Your newly-registered date handler will be tried before all the other date handlers built into Universal Feed Parser. (More specifically, all date handlers are tried in “last in, first out” order; i.e. the last handler to be registered is the first one tried, and so on in reverse order of registration.)

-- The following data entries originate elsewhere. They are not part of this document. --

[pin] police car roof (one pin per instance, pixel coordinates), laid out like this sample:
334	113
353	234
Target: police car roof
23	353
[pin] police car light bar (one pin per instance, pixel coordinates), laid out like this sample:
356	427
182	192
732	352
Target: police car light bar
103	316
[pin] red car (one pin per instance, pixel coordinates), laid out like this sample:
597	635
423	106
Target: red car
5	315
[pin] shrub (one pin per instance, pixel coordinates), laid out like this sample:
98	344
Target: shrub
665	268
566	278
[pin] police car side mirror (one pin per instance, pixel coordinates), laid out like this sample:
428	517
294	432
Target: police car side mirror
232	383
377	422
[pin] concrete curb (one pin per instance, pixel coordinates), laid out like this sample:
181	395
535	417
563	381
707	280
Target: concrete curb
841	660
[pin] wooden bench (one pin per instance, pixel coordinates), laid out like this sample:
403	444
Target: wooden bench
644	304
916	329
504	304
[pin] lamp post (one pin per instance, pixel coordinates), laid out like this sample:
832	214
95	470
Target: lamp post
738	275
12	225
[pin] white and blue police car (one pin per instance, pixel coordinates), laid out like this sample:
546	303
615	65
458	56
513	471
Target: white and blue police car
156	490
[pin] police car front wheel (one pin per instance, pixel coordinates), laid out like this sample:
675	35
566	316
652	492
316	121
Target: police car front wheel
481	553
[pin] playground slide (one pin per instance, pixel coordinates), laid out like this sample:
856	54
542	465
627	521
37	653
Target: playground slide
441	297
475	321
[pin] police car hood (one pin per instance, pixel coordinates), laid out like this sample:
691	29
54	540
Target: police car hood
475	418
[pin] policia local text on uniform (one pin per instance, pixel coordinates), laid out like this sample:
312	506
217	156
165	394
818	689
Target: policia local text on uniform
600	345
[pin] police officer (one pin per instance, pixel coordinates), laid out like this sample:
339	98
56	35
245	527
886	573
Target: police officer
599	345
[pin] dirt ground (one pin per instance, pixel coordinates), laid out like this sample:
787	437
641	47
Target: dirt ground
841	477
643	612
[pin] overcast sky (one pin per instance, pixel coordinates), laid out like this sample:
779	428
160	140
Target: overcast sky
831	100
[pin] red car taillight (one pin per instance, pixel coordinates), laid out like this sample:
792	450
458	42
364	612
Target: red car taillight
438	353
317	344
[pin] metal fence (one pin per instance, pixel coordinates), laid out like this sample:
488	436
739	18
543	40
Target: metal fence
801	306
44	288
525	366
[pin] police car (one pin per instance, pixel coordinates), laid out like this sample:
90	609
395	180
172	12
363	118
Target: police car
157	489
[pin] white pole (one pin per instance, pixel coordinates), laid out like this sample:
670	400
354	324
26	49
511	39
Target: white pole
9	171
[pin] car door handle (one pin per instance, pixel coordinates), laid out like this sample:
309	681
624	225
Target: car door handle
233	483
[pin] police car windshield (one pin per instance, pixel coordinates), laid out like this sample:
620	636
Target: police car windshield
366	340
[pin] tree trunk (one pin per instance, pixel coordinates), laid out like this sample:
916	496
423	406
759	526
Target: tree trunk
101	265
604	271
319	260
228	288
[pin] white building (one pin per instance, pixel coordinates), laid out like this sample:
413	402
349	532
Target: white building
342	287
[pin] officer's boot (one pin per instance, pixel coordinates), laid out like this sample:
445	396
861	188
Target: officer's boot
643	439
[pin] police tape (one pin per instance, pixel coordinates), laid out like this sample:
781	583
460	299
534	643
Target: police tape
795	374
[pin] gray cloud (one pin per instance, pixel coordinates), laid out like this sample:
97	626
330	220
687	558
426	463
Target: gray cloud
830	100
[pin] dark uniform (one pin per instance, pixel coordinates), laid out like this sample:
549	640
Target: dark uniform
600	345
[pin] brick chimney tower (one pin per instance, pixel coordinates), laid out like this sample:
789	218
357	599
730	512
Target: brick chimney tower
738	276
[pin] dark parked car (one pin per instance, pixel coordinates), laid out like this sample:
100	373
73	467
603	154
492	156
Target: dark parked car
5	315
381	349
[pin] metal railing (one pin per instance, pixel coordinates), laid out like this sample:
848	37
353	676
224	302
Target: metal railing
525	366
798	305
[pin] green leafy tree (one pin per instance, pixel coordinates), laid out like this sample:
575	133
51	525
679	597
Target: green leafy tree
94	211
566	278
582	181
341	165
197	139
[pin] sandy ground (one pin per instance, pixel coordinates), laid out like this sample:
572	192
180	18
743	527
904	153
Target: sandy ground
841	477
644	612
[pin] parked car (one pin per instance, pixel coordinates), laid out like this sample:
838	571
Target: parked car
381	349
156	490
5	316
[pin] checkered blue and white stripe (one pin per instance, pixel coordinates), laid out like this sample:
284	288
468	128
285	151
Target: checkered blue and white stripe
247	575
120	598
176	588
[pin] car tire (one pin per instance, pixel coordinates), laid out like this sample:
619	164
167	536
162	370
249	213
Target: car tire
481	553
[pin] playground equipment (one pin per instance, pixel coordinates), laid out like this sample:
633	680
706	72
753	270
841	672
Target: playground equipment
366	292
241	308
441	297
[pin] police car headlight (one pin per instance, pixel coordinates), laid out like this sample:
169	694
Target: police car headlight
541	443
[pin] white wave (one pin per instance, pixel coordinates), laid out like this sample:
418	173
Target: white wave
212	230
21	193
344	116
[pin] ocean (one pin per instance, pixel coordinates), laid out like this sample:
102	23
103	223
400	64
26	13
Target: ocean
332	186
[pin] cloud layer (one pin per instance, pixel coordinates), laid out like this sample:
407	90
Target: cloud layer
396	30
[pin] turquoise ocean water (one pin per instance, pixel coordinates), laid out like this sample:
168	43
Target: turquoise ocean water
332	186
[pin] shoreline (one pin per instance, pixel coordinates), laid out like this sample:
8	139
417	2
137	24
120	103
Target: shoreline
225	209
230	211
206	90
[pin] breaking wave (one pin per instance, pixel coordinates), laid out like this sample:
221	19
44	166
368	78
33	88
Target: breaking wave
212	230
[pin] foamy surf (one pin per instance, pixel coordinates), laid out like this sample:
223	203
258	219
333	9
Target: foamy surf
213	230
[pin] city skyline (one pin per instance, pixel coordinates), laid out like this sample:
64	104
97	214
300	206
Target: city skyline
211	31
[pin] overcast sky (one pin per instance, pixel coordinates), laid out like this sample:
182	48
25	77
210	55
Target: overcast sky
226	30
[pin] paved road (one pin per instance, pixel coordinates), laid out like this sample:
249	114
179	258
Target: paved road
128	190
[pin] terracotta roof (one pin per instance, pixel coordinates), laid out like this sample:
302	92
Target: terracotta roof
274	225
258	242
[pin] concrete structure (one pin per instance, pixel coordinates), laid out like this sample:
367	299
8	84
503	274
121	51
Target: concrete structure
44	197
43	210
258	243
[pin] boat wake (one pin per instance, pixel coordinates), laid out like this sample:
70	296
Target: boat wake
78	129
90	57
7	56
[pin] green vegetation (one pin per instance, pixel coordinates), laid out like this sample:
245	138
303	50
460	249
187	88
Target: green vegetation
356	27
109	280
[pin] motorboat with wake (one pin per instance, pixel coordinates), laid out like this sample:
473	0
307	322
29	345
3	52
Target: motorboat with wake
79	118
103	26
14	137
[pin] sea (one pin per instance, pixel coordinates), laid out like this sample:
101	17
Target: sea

If your date handler returns None, or anything other than a Python 9-tuple date, or raises an exception of any kind, the error will be silently ignored and the other registered date handlers will be tried in order. If no date handlers succeed, then the date is not parsed, and the *_parsed value will not be present in the results dictionary. The original date string will still be available in the appropriate element in the results dictionary.

Tip

If you write a new date handler, you are encouraged (but not required) to submit a patch so it can be integrated into the next version of Universal Feed Parser.